He is actually opening more positions in the company but with more emphasis on other departments.

Time will tell what each person thinks of this. I have the feeling that the initial uproar will end and people will adapt.

Besides, if ridership drops, the equipment will just move to another service. This may be the only support you'll need for your new, mini long distance consist.





Amtrak 2.0 plods on!


----------



## seat38a

Well since I've been a member on this forum, here is a list of things that we've generally complained about on here regarding sleeper amenities.

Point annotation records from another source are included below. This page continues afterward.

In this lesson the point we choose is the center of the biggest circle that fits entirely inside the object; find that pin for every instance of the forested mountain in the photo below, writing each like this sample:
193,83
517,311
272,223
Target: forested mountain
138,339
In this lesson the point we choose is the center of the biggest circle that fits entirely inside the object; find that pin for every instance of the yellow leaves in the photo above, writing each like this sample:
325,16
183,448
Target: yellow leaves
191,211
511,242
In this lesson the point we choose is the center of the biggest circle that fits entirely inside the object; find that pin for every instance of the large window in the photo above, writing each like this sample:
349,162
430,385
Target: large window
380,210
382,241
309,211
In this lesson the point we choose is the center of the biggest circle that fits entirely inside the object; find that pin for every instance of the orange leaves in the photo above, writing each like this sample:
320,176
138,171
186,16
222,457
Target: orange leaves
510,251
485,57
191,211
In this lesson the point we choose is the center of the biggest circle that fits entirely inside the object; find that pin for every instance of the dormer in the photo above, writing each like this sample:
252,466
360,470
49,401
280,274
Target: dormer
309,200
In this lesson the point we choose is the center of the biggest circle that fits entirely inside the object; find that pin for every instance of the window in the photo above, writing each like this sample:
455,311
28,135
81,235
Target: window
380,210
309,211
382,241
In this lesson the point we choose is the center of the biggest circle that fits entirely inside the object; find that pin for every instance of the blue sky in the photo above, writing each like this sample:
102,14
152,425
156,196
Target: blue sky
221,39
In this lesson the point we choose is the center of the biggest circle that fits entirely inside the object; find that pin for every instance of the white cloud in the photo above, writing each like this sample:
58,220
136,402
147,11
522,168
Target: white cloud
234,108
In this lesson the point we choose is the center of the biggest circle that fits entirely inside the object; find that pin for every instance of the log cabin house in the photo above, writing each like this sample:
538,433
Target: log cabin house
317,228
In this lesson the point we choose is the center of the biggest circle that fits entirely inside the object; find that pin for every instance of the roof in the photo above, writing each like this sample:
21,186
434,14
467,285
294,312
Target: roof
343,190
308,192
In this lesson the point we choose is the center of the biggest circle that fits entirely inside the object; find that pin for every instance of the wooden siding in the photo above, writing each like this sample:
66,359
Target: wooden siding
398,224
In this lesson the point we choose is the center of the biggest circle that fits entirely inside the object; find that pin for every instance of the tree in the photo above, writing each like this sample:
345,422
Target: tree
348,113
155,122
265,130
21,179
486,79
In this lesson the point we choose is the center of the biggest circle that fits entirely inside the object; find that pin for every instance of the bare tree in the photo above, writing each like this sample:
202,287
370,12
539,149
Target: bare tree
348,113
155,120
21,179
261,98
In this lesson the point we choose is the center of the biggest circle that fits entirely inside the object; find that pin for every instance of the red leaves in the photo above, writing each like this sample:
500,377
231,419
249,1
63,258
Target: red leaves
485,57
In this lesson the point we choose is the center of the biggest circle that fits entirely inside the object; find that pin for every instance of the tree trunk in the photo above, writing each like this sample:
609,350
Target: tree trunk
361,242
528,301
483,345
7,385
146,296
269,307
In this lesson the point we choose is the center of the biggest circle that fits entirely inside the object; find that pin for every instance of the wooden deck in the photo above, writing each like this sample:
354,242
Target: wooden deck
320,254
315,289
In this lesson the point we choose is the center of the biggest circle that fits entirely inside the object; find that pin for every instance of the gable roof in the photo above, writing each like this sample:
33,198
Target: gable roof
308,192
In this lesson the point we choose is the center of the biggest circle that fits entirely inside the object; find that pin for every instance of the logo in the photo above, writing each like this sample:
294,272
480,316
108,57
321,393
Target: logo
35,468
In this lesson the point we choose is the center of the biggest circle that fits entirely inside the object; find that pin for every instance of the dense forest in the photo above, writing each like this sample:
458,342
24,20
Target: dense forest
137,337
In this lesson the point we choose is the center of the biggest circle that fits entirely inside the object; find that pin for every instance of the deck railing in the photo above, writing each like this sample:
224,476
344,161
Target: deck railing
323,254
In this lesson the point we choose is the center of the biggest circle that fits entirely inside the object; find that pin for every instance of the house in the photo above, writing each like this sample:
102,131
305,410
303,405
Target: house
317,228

Lounge lizards are a problem sleeper passengers need a lounge of their own
The wine and cheese have been cut
The juices are getting cut
The amenity kits on the CS have been cut
The dining car is being cut
Parlor Car

Well Amtrak is giving back in one form or another at the cost of the dining car:


Sleeping car lounge. Exclusively for sleeping car passengers (The dining car)
Wine, Beer or cocktail (Expanded minus the cheese)
Unlimited soft drinks (An improvement vs just juice IMOP)
Return of amenity kits


----------



## Thirdrail7

seat38a said:


> Well since I've been a member on this forum, here is a list of things that we've generally complained about on here regarding sleeper amenities.
> 
> 
> Lounge lizards are a problem sleeper passengers need a lounge of their own
> The wine and cheese have been cut
> The juices are getting cut
> The amenity kits on the CS have been cut
> The dining car is being cut
> Parlor Car
> 
> Well Amtrak is giving back in one form or another at the cost of the dining car:
> 
> 
> Sleeping car lounge. Exclusively for sleeping car passengers (The dining car)
> Wine, Beer or cocktail (Expanded minus the cheese)
> Unlimited soft drinks (An improvement vs just juice IMOP)
> Return of amenity kits



Way to look at the bright side Seat38a. Some people will never be satisfied!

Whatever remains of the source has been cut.